Der Wiener Fußball Club 1898 (bzw. „...von/vom Jahre 1898“; auch als „Wiener FC“, „WFC“, „Fußballclub von 98“, „FC 98 Wien“, oder kurz „1898er“ bezeichnet) war der dritte (nach der Vienna und den Cricketern) gegründete Fußballverein in Wien und bestand von 1896 bis 1903. Der von Wiener Sportlern jüdischer Herkunft ins Leben gerufene Verein (Farben blau-weiß) erreichte 1897 das Finale des ersten Challenge-Cups und nahm zwischen 1900 und 1903 an allen drei Austragungen des Tagblatt-Pokals 1. Klasse teil.

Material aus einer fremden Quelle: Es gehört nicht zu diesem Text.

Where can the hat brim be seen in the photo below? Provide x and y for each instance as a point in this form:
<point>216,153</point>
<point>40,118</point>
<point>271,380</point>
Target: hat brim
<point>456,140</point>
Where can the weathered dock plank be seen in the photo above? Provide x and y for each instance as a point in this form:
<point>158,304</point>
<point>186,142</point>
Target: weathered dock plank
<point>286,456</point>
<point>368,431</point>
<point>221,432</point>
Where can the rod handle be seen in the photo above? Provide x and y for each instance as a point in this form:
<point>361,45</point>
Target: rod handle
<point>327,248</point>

Gründung und kurzer Bestand
Der WFC wurzelt im „Deutsch-österreichischen Turnverein“, der 1887 von einer Gruppe Wiener jüdischer Sportler gegründet wurde, die aus ihrem Stammverein, dem „Ersten Wiener Turnverein“ von 1861, im Zuge der Aufnahme eines sogenannten „Arierparagrafen“ in dessen Satzung ausgeschlossen worden waren. Um nicht gegen die Statuten ihres Turnvereins und das Selbstverständnis der Turnerbewegung zu verstoßen, gaben sich die teils auch als Leichtathleten und eben Turner aktiven, und deswegen so bezeichneten „Turner“ den umschreibenden Namen „Spielvereinigung im Deutsch-österreichischen Turnverein“, und trugen als solche nachweislich ab Mai 1896 Fußballmatches aus.[1] Nach der Vienna und den Cricketern war die Fußballriege der Turner das erst dritte Fußballteam Wiens, und überhaupt das erste, welches ohne Unterstützung englischer Expatriates entstanden war. Im Frühherbst 1898 wurde die Fußballriege aufgelöst, gründete sich aber umgehend im September desselben Jahres unter dem alten Namen "Spielvereinigung" als selbstständiger Verein neu.[2] Kurz darauf kam es zur Umbenennung in „Wiener Fußball Club 1898“, von da an sprach man von den „1898ern“. Im Oktober 1903 löste sich der Verein allerdings schon wieder auf.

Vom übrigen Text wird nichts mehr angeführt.